How much Biryani is too much biriyani? One, two or three portions? I hope this question must have haunted you too like me. Well, till I went for the Times Biryani trail with none other than the one and only Marryam Reshii (I would like to call her the food queen of Delhi!), the well-known food critic behind the Times Food Guide, I never had an answer for this question.
I got the answer on a hot and humid September afternoon at Delhi when I along with around 25 other die-hard biriyani fans started an adventure of tasting the most famous biriyanis in Delhi.
We started in right earnest, all of us eager and raring to go like a bunch of school kids on a school picnic. From 12 noon to 7 pm in the gap of 7 hours we had tasted 6 biriyani’s crisscrossing Delhi in an a/c bus. At the end, we were feeling that maybe a few more biriyani’s would have been great.
We first went to Daryaganj, walked through narrow lanes and to the residence of Shibli Anis, who along with family was there to welcome us with a chilled glass of Khus Sharbat. Shibli runs the royal cuisine of the walled city called ‘Delhi 6’. We were served fluffy and non-spicy Delhi Mutton Biryani and Raita, which were melt in the mouth and tasty.
From there, we went to ‘The Smoky Chettinad’ at Mayur Vihar, Phase-1. This is a cosy small open kitchen delivery only setup run by a couple who cook Chettinad Cuisine using traditional spices. On arrival we were served traditional Butter Milk as welcome drink, later accompanied by Chettinad Mutton Biryani and Raita. The mutton biriyani had boiled eggs in them, which made it extra tasty and different and the biriyani was typical spicy chettinadu variety.
We then rushed to Oh! Calcutta in Nehru Place, which celebrates the spirit of Bengal and makes you revisit the lost culinary delights served only in Old Kolkata.
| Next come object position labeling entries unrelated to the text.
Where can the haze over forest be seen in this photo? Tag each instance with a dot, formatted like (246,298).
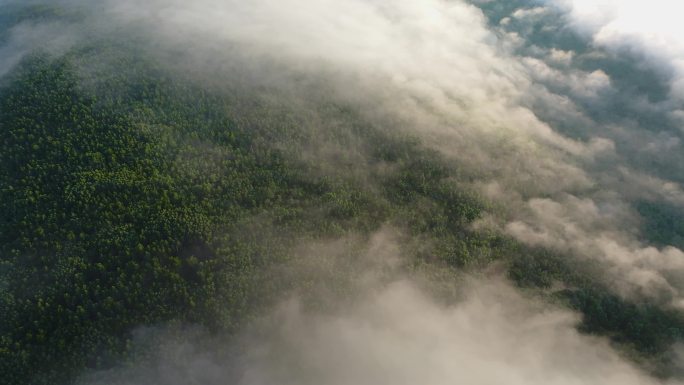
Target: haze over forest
(276,192)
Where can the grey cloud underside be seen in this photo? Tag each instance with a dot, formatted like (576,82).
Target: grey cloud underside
(581,145)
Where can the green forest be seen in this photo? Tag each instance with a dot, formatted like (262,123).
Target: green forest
(137,198)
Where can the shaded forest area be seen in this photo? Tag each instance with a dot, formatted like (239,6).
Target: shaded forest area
(139,199)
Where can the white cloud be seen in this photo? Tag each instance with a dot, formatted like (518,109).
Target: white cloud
(651,28)
(399,335)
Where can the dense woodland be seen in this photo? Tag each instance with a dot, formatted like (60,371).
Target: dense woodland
(141,199)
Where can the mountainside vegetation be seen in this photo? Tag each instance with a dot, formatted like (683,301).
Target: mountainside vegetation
(140,198)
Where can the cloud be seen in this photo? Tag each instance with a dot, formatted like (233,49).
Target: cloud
(397,334)
(652,29)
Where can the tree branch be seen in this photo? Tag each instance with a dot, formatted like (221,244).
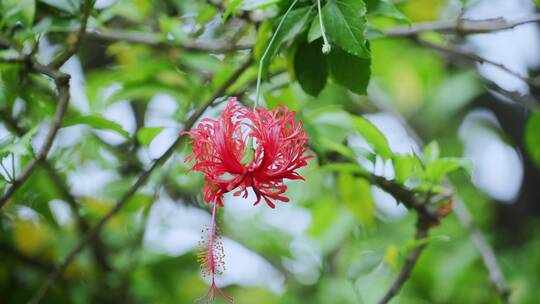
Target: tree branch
(484,248)
(61,81)
(461,26)
(86,8)
(526,101)
(156,40)
(26,259)
(53,277)
(98,247)
(462,213)
(410,262)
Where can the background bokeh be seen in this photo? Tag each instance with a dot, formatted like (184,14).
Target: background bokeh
(339,240)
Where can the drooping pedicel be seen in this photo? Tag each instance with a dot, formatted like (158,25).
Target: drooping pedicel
(244,149)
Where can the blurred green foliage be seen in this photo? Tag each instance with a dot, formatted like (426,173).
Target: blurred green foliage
(184,50)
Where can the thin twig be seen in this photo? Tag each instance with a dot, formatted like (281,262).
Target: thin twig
(26,259)
(61,81)
(157,40)
(463,214)
(98,247)
(406,271)
(457,51)
(461,26)
(55,275)
(484,248)
(526,101)
(86,8)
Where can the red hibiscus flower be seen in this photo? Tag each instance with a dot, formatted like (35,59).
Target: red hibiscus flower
(245,148)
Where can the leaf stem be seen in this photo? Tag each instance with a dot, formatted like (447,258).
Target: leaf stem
(261,62)
(326,45)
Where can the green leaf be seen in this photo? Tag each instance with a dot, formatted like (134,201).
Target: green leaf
(146,135)
(431,152)
(406,166)
(294,23)
(314,32)
(344,168)
(385,8)
(310,67)
(337,147)
(532,137)
(231,9)
(17,11)
(373,136)
(437,169)
(345,24)
(19,147)
(69,6)
(350,71)
(96,121)
(356,195)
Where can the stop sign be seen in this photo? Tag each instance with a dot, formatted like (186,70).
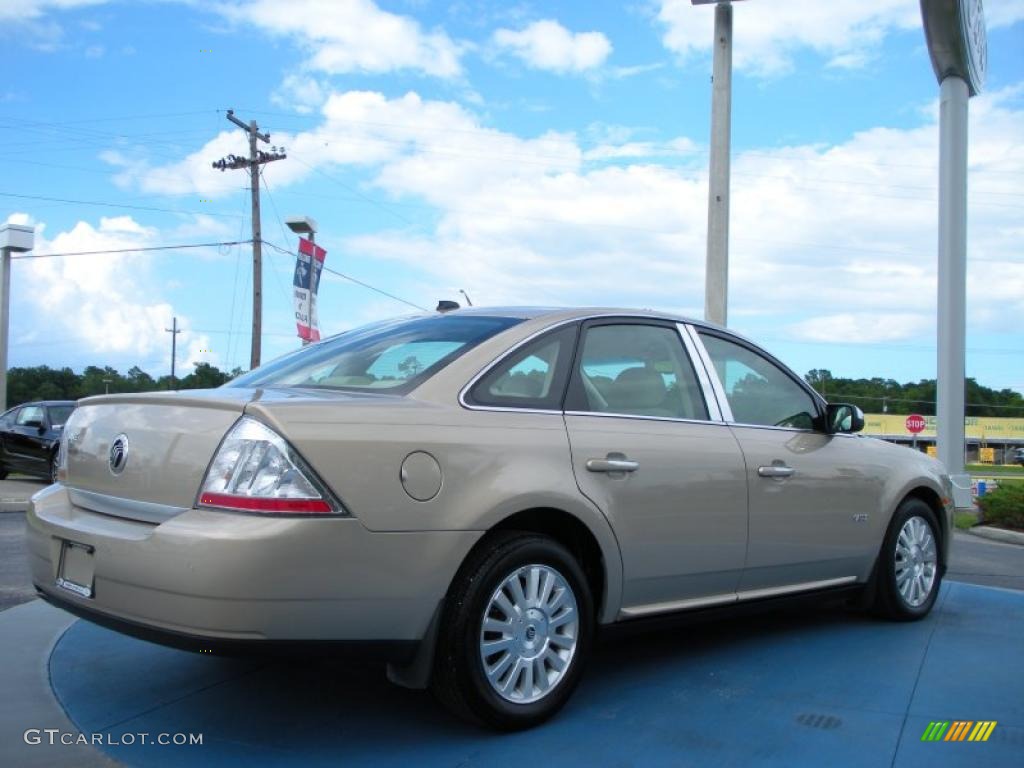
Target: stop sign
(914,423)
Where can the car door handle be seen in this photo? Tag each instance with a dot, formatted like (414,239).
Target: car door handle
(611,465)
(776,470)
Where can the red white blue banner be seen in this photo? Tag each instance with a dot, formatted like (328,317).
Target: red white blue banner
(308,266)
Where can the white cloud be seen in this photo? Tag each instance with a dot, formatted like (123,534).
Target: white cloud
(766,35)
(32,22)
(818,231)
(548,45)
(346,36)
(99,303)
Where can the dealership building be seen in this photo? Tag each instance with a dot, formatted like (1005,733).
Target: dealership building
(989,439)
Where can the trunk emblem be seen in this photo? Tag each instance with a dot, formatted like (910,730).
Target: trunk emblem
(118,457)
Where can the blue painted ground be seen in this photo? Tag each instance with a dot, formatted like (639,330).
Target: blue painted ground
(826,688)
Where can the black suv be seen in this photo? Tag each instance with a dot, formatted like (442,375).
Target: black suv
(30,435)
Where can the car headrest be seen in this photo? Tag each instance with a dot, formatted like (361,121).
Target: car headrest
(637,387)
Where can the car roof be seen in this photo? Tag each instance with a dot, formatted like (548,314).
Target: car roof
(567,313)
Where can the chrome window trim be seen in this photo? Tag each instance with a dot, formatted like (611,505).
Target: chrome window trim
(716,385)
(515,347)
(732,597)
(797,430)
(711,399)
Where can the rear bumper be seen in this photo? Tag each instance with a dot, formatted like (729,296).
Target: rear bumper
(208,579)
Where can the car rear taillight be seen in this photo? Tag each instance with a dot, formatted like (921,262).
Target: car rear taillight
(255,470)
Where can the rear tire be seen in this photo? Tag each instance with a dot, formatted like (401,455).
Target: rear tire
(522,667)
(909,571)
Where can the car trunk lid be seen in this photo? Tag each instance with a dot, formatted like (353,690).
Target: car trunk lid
(143,456)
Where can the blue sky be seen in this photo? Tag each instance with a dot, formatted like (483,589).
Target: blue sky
(526,153)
On arrival we were served Lemonade made from Gondhoraj (special lime you find in Kolkata), accompanied by Murgh Biryani and for the first time to the delight of our vegetarian friends, Veg Biryani also. The speciality of Kolkata biriyani is that they add potato along with pieces of chicken.
Our penultimate destination was a surprise for everyone. Tucked away in Adhichini, Aurbindo Marg the Parsi Bhonu named ‘Rustoms’. The interior of the restaurant had been done up in the traditional style of Parsi homes. The ambience is very homely, especially with the presence of the bubbly and vivacious Kainaaz, who manages the shows very professionally.
The main course platter was a spread of Mutton Pulao served along with Masala Dal, Salli and Dahi Kachumbar. This was the best fare among all the restaurants we visited and I will recommend all foodies to visit Rustoms at least once and enjoy ‘real Parsi Bhonu’!
Our final destination was ‘Mahabelly’ in Saket, behind DLF Mall, in Restaurant block. This is a new restaurant serving traditional Kerala dishes. They served us Chicken Biryani and Prawn Biryani. Everybody loved and gorged on the prawn biriyani which is a class apart.
I don’t know if any gastronome had said it earlier, even though I don’t care, but after this trail, I’m famously putting my first quote on Biryani and dedicate it to all die-hard biriyani fans:
“There is nothing like an overdose of biriyani. The more the variety of biriyani the merrier.”